Commuter rail service from Connecticut to New York City, along with Amtrak service between Boston and New York, was back on schedule Wednesday morning on one of the nation's oldest and most heavily traveled railways.
Limited service resumed Tuesday afternoon.
Beginning with the 3:07 p.m. departure from Grand Central Terminal, Metro-North operated about half of the regular eastbound PM peak service and regular hourly westbound service with the 4:23 PM train from New Haven.
Repair work on tracks that were damaged in last week's train collision has progressed quickly.
Friday's train derailment just outside of Bridgeport injured more than 70 people.
The MTA crews are working around the clock to rebuild 2,000 feet of track, signal system and overhead wires on a section of the New Haven line that serves 30,000 daily riders.
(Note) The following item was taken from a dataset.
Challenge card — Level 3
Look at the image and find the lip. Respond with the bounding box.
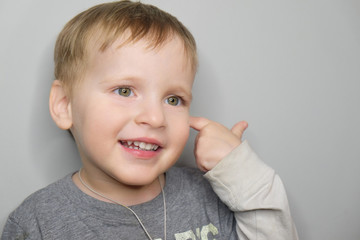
[118,137,163,159]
Authorities are asking everyone, even drivers, to carpool or work from home if possible.
The National Transportation Safety Board is working to figure out how the derailment happened. Investigators ruled out foul play and are taking a closer look at a fracture in the rails.
"The track team has identified and removed two segments of rail in the area of fracture discussed yesterday, and are sending those to our team in Washington D.C. for analysis," Earl Weener, NTSB Spokesman.
Shuttle trains will run every 20 minutes from New Haven to Bridgeport, there passengers can pick up a bus to Stamford. From there you can get on a train to Grand Central.
If you can use the Harlem line, you're urged to do so. New Haven line tickets will be cross honored.